30話 携帯を買いに行こう
「本日はご来店誠にありがとうございました。買取のお話はまとまり次第今日お買いになられる携帯の方にお電話差し上げますのでしばらくお待ちくださいませ」
「わかりました。何かありましたらこちらからもお電話させていただきますので、よろしくお願いします」
将一は店の前に回された新車に乗りながら窓の外にいる上田さんに挨拶をして車を進ませる。道路で誘導してくれている店員さんの声を後にしつつ目的の一つを終えられたことに安堵した。
「まさかこんなことになるとは思いもしなかったなぁ…まぁ、買取差額で新車を買えたんだからこっちとしては喜ぶべきことだよな。
結局言葉に乗せられて消耗品は買ってしまったけど魔石車初特典ってことでいろいろサービスしてもらったし別にいいかぁ…」
車の後ろに積まれている消耗品の類を思い出し負けたと感じた将一。お得感を出されて結局上田さんに色々買わされてしまった。
しかしその後、魔石車初乗り換えという特典を貰った分むしろこっちの方が得をしたんじゃないかなぁとも思ってしまう。
今の時代に魔石車が初という人はいないだろうとサービスの内容を発売当時そのままにしていた店側の落ち度だろう。
まさか土の魔石が小サイズとはいえもう1個ついてきたのは貰った側の将一ですら呆れてしまった。
「並の普通サイズが40万…並の小サイズは半額だとしても20万相当。初期のころはこれぐらいの特典あってもよかったんだろうけど今でもその特典を残してるとはなぁ。上田さんも最後の方苦笑いしてたぞ」
貰った小サイズの魔石で約1月分のエネルギーになる。魔石のエネルギー補充がどれくらいかかるかは知らないが1月分のガソリンが付いてきたと考えればだいぶお得だろう。
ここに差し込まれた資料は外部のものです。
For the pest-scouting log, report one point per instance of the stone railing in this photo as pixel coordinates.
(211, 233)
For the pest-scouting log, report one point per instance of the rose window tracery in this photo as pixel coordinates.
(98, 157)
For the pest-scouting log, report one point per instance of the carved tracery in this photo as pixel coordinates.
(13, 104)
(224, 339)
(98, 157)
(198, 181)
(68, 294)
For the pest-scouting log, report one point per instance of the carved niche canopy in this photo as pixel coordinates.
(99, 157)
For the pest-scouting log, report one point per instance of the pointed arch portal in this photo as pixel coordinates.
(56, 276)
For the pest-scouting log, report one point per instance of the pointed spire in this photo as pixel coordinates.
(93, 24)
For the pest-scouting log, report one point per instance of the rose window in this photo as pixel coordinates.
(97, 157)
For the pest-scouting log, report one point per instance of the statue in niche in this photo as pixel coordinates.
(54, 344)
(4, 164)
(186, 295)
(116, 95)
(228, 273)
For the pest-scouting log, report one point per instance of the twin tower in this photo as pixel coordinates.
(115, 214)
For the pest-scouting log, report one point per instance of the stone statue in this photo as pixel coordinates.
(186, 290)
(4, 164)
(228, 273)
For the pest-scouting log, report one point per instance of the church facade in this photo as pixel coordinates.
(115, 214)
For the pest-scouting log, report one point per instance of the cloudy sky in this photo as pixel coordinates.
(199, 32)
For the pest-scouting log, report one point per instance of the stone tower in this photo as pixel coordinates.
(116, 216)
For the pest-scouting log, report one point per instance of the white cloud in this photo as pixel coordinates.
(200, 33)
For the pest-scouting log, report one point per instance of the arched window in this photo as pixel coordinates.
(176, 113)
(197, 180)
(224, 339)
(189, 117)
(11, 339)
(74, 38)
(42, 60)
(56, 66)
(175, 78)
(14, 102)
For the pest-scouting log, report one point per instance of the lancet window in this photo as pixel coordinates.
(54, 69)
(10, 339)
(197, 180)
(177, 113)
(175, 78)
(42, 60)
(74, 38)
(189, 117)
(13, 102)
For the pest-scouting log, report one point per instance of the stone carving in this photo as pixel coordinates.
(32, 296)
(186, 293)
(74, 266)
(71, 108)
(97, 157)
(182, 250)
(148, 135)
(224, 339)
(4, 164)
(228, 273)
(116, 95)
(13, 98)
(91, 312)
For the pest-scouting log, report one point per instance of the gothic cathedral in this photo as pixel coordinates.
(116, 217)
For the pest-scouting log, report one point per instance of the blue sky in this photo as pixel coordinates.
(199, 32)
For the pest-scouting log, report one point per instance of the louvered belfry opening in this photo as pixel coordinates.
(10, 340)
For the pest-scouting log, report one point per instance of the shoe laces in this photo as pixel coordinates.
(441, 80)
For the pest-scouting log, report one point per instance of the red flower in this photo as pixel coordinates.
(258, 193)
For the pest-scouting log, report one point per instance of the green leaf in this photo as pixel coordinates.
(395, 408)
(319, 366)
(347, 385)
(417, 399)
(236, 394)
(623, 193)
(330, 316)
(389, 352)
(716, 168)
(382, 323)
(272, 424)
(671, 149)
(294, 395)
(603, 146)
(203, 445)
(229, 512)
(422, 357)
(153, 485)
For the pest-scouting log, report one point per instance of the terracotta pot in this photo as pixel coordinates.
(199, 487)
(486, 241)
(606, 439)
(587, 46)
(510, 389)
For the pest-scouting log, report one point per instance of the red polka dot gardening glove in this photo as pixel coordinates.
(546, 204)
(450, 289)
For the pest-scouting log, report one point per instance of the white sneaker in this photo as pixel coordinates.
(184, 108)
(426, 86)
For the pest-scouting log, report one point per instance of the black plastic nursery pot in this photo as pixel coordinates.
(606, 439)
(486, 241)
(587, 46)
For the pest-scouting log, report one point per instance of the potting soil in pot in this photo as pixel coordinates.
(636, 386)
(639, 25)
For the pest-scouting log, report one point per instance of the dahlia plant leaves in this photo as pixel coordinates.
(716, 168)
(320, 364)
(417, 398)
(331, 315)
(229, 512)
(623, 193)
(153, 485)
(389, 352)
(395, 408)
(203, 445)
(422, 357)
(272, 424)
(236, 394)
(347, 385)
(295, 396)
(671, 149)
「結局魔石のエネルギー補充について聞くのも忘れたしダンジョン街に行ったらこれも聞かなきゃな。初心者講習とかあるといいけど…」
上田さんなら聞けば教えてくれそうではあったが小さなプライドがそれの邪魔をした。結局性格を直さなきゃどうにもならない問題かぁ……と複雑な思いだ。
「っと…ここだな、上田さんが教えてくれた携帯ショップは。
店を出る前に近くに携帯ショップはないかと聞いといてよかったよ。探す手間が省けたわ」
実は車を買う際に連絡先を書いてくれと言われて困ったのだ。慌てて免許証から住所は書けたのだが家の電話番号が分からない…。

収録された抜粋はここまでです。